Simon started. “The old wretch knows!” he said to himself.
“—has been too much for me!” continued sir Wilton. “He got a cheque out of me whether I would or not!”
“And got the money for it, sir!” answered the smith. “He seemed to think the money better than the cheque!”
“I don’t blame him, by Jove! There’s decision in the fellow!—They say his father’s a bookbinder in London!”
“Yes, sir.”
“You know better! I don’t want humbug, Armour! I’m not fond of it!”
“You told me people said his father was a bookbinder, and I said ‘Yes, sir’!”
“You know as well as I do it’s a damned lie! The boy is mine. He belongs neither to bookbinder nor blacksmith!”
“You’ll allow me a small share in him, I hope! I’ve done more for him than you, sir.”
“That’s not my fault!”
“Perhaps not; but I’ve done more for him than you ever will, sir!”
“How do you make that out?”
“I’ve made him as good a shoesmith as ever drove nail! I don’t say he’s up to his grandfather at the anvil yet, but—”
“An accomplishment no doubt, but not exactly necessary to a gentleman!”
“It’s better than dicing or card-playing!” said the blacksmith.
“You’re right there! I hope he has learned neither. I want to teach him those things myself.—He’s not an ill-looking fellow!”
“There’s not a better lad in England, sir! If you had brought him up as he is, you might ha’ been proud o’ your work!”
“He seems proud of somebody’s work!—prouder of himself than his prospects, by Jove!” said sir Wilton, feeling his way. “You should have taught him not to quarrel with his bread and butter!”
“I never saw any call to teach him that. He never quarrelled with anything at my table, sir. A man who has earned his own bread and butter ever since he left school, is not likely to quarrel with it.”
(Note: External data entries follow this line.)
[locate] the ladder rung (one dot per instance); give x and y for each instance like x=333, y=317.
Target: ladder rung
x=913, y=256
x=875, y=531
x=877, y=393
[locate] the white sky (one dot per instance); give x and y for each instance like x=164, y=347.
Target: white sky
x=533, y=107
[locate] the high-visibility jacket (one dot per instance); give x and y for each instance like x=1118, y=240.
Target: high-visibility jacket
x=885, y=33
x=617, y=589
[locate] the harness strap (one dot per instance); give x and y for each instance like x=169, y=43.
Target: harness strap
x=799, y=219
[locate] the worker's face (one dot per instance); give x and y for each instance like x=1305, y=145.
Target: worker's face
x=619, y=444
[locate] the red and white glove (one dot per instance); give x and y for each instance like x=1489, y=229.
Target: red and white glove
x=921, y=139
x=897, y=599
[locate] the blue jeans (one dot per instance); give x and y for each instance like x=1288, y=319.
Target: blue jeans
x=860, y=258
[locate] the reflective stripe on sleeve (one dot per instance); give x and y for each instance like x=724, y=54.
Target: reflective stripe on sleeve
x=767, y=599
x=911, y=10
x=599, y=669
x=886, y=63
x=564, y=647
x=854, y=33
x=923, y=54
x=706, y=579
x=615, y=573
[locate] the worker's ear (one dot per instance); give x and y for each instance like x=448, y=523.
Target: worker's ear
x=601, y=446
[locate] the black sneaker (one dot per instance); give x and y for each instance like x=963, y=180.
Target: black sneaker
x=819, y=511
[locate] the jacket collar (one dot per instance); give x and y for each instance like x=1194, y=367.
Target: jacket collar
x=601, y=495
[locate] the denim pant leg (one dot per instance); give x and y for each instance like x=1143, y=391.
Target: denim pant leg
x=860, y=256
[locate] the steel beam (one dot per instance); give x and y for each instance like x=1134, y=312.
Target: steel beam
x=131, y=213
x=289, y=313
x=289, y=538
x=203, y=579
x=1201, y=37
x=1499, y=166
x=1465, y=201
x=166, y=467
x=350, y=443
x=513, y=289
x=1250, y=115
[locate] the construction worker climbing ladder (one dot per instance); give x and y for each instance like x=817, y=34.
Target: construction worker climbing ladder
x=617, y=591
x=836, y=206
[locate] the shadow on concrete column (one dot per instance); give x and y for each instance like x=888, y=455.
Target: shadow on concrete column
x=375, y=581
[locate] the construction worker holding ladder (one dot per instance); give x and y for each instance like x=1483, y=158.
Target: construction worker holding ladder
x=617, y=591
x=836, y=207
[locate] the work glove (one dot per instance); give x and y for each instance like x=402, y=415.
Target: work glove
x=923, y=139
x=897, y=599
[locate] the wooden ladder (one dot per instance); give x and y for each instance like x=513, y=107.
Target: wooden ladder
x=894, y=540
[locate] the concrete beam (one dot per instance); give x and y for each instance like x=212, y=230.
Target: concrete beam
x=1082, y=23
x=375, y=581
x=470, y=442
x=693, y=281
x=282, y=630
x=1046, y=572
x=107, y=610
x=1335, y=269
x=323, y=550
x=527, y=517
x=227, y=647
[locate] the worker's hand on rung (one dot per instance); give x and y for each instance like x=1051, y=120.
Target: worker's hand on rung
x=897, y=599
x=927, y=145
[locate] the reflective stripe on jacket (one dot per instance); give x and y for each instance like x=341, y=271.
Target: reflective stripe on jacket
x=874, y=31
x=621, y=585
“You don’t say he has done so?”
“I do—and can prove it!—Did you tell him, sir, you were his father?”
“Of course I did!—and before I said another word, there we were quarrelling—just as it was with me and my father!”
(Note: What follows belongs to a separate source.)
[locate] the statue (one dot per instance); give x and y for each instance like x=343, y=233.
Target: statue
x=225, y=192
“He never told me!” said Simon, half to himself, and ready to feel hurt.
“He didn’t tell you?”
“No, sir.”
“Where is he?”
“Gone to London with your bounty.”
“Now, Simon Armour,” began the baronet with some truculence.
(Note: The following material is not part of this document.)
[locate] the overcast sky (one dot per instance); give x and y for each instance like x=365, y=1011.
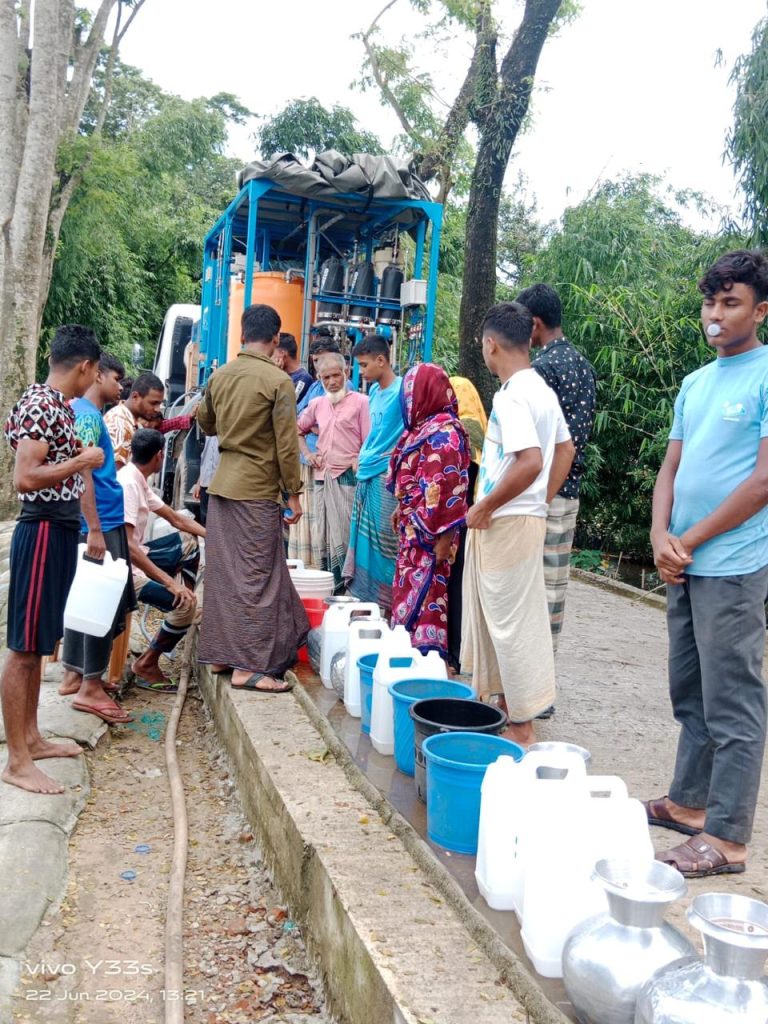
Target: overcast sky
x=631, y=85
“Now, sir Wilton Lestrange!” interrupted Simon.
“What’s the matter?”
“Please to remember you are in my house!”
“Tut, tut! All I want to say is that you will spoil everything if you encourage the rascal to keep low company!”
“You mean?”
“Those Mansons.”
“Are your children low company, sir?”
“Yes; I am sorry, but I must admit it. Their mother was low company.”
“She was in it at least, when she was in yours!” had all but escaped Simon’s lips, but he caught the bird by the tail.—
“The children are not the mother!” he said. “I know the girl, and she is anything but low company. She lay ill in my house here for six weeks or more. Ask Miss Wylder.—If you want to be on good terms with your son, don’t say a word, sir, against your daughter or her brother.”
“I like that! On good terms with my son! Ha, ha!”
“Remember, sir, he is independent of his father.”
“Independent! A beggarly bookbinder!”
“Excuse me, sir, but an honest trade is the only independence! You are dependent on your money and your land. Where would you be without them? And you made neither! They’re yours only in a way! We, my grandson and I, have means of our own,” said the blacksmith, and held out his two brawny hands. “—The thing that is beggarly,” he resumed, “is to take all and give nothing. If your ancestors got the land by any good they did, you did not get it by any good you did; and having got it, what have you done in return?”
“By Jove! I didn’t know you were such a radical!” returned the baronet, laughing.
“It is such as you, sir, that make what you call radicals. If the landlords had used what was given them to good ends, there would be no radicals—or not many—in the country! The landlords that look to their land and those that are on it, earn their bread as hardly as the man that ploughs it. But when you call it yours, and do nothing for it, I am radical enough to think no wrong would be done if you were deprived of it!”
“What! are you taking to the highway at your age?”
“No, sir; I have a trade I like better, and have no call to lighten you of anything, however ill you may use it. But there are those that think they have a right and a call to take the land from landlords like you, and I would no more leave my work to prevent them than I would to help them.”
“Well, well! I didn’t come to talk politics; I came to ask a favour of you.”
“What I can do for you, sir, I shall be glad to do.”
“It is merely this—that you will, for the present, say nothing about the heir having turned up.”